The net effect of making a big deal of consensual and peaceful but illegal business transactions is that such transactions are made more difficult to carry out and even those perfectly content to have entered into them are prevented from doing so in the future.

It’s my first thought when I see that, yet again, Make the Road by Walking has organized a march down Knickerbocker to “shame” and point out businesses who do not pay at least minimum wage to all employees, or overtime pay. They pay special attention to the Associated supermarket on Knickerbocker and Starr, where, to quote the Brooklyn Eagle, “some employees are not paid any wages at all.”

Think about that last bit. Why would anyone work for free? How could a business compel people to do something that seems so unprofitable at face value? They can’t, but no questioning or critical thinking from the likes of our local media — they just repeat whatever a random activist type tells them. According to a friend who is a very close neighbor of the Associated, as he understands it, undocumented immigrants ask to bag groceries for tips.

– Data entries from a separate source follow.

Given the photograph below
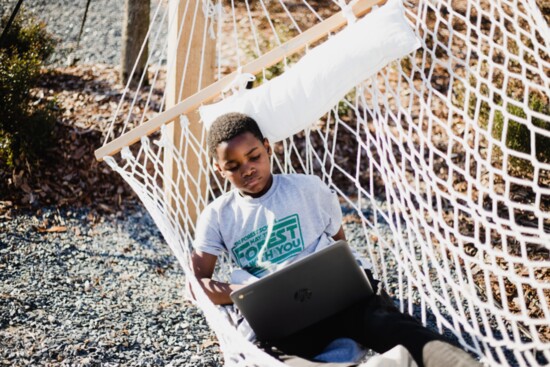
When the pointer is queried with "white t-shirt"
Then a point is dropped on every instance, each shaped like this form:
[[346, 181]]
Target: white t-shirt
[[298, 215]]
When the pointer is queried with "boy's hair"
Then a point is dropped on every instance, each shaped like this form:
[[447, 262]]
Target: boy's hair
[[228, 126]]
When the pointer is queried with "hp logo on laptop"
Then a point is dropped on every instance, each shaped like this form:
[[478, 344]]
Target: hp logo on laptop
[[303, 295]]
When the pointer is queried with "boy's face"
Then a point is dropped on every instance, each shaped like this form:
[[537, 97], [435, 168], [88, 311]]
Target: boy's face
[[244, 161]]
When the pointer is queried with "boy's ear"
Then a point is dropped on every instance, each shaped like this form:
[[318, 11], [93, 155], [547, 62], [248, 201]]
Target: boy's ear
[[218, 168], [267, 146]]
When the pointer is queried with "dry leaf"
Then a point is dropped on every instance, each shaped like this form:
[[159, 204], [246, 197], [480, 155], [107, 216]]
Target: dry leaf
[[54, 229]]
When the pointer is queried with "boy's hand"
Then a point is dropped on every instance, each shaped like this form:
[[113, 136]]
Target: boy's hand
[[203, 265]]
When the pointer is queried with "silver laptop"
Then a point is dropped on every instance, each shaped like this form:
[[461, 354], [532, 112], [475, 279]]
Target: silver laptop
[[304, 292]]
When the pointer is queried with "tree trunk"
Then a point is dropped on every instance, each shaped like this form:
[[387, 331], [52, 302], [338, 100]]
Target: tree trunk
[[135, 26]]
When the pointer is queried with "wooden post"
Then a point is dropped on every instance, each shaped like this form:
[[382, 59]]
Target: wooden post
[[134, 31], [185, 57]]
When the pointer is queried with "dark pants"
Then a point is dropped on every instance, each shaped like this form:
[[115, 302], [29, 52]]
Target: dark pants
[[374, 323]]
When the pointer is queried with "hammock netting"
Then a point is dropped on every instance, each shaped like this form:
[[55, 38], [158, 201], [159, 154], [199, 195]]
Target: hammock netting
[[441, 159]]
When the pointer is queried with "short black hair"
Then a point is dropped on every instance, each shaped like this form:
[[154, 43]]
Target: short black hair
[[228, 126]]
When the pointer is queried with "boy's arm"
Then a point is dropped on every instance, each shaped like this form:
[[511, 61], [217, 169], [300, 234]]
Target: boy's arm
[[340, 235], [203, 267]]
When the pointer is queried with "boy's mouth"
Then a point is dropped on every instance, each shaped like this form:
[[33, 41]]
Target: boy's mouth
[[252, 181]]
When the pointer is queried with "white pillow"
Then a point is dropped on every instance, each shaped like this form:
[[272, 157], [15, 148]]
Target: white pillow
[[297, 99]]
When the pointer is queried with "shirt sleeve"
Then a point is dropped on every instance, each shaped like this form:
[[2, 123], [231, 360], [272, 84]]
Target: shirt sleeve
[[330, 208], [207, 233]]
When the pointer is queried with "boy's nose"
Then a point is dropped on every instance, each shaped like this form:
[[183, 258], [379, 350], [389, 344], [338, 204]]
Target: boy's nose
[[247, 170]]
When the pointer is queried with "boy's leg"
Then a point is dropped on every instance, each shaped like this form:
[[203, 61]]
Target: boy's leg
[[384, 326]]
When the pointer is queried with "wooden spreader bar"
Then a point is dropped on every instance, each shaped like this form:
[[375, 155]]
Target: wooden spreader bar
[[360, 8]]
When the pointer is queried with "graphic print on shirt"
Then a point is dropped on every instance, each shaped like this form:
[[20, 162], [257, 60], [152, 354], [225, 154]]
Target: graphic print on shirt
[[285, 241]]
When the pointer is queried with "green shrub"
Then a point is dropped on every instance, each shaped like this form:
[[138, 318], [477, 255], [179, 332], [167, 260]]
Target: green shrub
[[25, 127]]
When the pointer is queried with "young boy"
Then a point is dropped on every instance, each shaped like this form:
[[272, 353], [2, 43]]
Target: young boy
[[301, 215]]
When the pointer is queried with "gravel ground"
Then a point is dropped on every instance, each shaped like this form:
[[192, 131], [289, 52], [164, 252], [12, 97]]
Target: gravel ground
[[101, 37], [95, 290]]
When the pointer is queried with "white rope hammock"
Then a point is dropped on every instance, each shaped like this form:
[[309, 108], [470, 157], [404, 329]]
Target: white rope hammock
[[442, 158]]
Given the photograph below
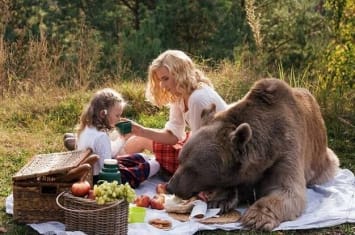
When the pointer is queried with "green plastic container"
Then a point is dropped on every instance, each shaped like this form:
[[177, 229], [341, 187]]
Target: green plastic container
[[124, 127], [110, 171]]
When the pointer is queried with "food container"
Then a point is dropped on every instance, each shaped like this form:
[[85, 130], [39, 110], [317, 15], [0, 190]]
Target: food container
[[124, 127], [110, 171], [136, 214]]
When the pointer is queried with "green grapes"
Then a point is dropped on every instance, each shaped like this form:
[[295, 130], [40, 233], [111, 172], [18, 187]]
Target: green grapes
[[112, 191]]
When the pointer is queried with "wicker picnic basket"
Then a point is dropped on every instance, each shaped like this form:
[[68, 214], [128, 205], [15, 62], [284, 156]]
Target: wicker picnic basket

Baggers are not a job for which the store would otherwise hire — the cashiers do it. Obviously, an undocumented person cannot be on the books. So they are allowed to take their own initiative and bag groceries for customers who may or may not tip them. This is not exploitation — it’s practically charity.

In a neighborhood full of immigrant families (I don’t mean immigrants from Iowa), goods have to be cheap, which means cutting costs. If that means paying below minimum wage to keep your store running and profitable, then if the risks of punishment are low, that’s what you do. If the authorities catch wind, the risk goes up, as well as prices. Opportunities for immigrant workers lessen. When you pay $7.15/hr for a job that used to cost $3.50, you are eliminating a job — and of course, the guy making twice as much will now have to do as much as two people. The person who loses their job — the undocumented one, if the management is going to choose — starves.

I hardly see a gain, here, except to another major sponsor of the Despierta, Bushwick! campaign: the Retail, Wholesale and Department Store Union, whose competition is eviscerated if the campaign has its desired effect.

Congratulations, Make the Road, in removing opportunities for Bushwick’s struggling undocumented families.